Singer and actress Joanne Gleason, daughter of Monty Hall (longtime host of Let’s Make a Deal), was born in Toronto in 1950. Her family moved to New York in 1956 and to Los Angeles in the early 1960s. She graduated from Beverly Hills High School in 1968 and took part in school productions of The Music Man, The Mikado, The Grass Harp, and The Madwoman of Chaillot. In high school she also received acting lessons from soap-opera actor John Ingle. She continued her education at UCLA and Occidental College.
In 1972 she had her professional stage debut in Promises, Promises with the Long Beach and San Francisco Light Opera companies, and in 1974 she played Ophelia opposite Stacy Keach in Hamlet at the Mark Taper Forum in Los Angeles.
It was in Michael Stewart and Cy Coleman’s musical I Love My Wife (1977) – a satire on wife-swapping – that Gleason made her Broadway debut, playing Monica, for which she won a Theatre World Award. She returned to Broadway in a 1985 revival of Peter Nichols’s play Joe Egg. Along with Marlo Thomas and Olympia Dukakis, Gleason was a member of the opening-night cast of Andrew Bergman’s comedy Social Security (1986), for which Gleason won the Drama Desk Award for Outstanding Featured Actress in a Play.

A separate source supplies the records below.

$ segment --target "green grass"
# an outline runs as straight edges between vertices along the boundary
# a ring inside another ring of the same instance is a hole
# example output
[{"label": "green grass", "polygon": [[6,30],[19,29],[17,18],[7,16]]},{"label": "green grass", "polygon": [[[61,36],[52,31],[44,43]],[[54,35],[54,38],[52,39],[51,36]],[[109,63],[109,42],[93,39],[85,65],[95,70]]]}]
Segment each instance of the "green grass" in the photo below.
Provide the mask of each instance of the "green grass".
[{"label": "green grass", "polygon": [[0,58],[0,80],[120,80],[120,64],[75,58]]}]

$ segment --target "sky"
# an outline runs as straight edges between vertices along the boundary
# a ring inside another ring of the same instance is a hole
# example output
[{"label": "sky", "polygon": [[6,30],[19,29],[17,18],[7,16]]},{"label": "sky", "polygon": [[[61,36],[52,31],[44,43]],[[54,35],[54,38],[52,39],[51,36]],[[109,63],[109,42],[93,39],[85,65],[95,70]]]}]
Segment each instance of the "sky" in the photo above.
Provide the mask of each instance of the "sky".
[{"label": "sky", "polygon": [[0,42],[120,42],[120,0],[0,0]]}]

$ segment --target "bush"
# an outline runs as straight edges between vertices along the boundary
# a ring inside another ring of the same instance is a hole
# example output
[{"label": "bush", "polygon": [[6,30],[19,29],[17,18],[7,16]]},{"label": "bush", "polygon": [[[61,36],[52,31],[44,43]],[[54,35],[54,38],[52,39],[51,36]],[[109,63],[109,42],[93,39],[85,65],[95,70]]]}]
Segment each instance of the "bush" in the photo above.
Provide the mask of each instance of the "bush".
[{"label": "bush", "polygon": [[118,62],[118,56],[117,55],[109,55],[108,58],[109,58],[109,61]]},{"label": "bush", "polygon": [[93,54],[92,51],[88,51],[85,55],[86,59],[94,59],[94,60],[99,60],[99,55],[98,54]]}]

Although she had already gained attention and honors for her stage work, her performance as the Baker’s Wife in Stephen Sondheim’s wry fairy-tale musical Into the Woods (1987) made her a Broadway leading lady. The musical itself won Tonys® for Best Book of a Musical and Best Original Score, and Gleason earned a Tony® for Best Actress in a Musical. Her singing is preserved on the original Broadway cast recording.
In the Thin Man-inspired musical Nick and Nora (1991) by Arthur Laurents, Charles Strouse, and Richard Maltby Jr., Gleason played the leading lady, and in Dirty Rotten Scoundrels (2005), a musical based on the Steve Martin-Michael Caine comic film, she played Muriel, for which she earned a Tony® nomination for Best Performance by a Featured Actress in a Musical. In 2008 she starred off-Broadway in Willy Holtzman’s one-act play about 1960s radicalism, Something You Did.
A familiar presence in movies and on television, Gleason appeared in two of Woody Allen’s films – as Tony Roberts’s embarrassed wife in Hannah and Her Sisters (1986) and as Allen’s spouse in Crimes and Misdemeanors (1989). In Boogie Nights, she played Mark Wahlberg’s abusive mother. Other movies in which she has appeared include Heartburn, Let the Devil Wear Black, The Wedding Planner, Fathers and Sons, Wild Blue Yonder, Wedding Days, and Sex and the City.
On television, she was a regular on the CBS sitcom Love & War as the restaurant waitress Nadine Berkus. Other series in which Gleason appeared regularly are Hello, Larry; Temporarily Yours; Oh Baby; and Bette. She has also made appearances on The West Wing, The Practice, ER, Friends, Diff’rent Strokes, and Murphy Brown.
She is married to the actor Chris Sarandon.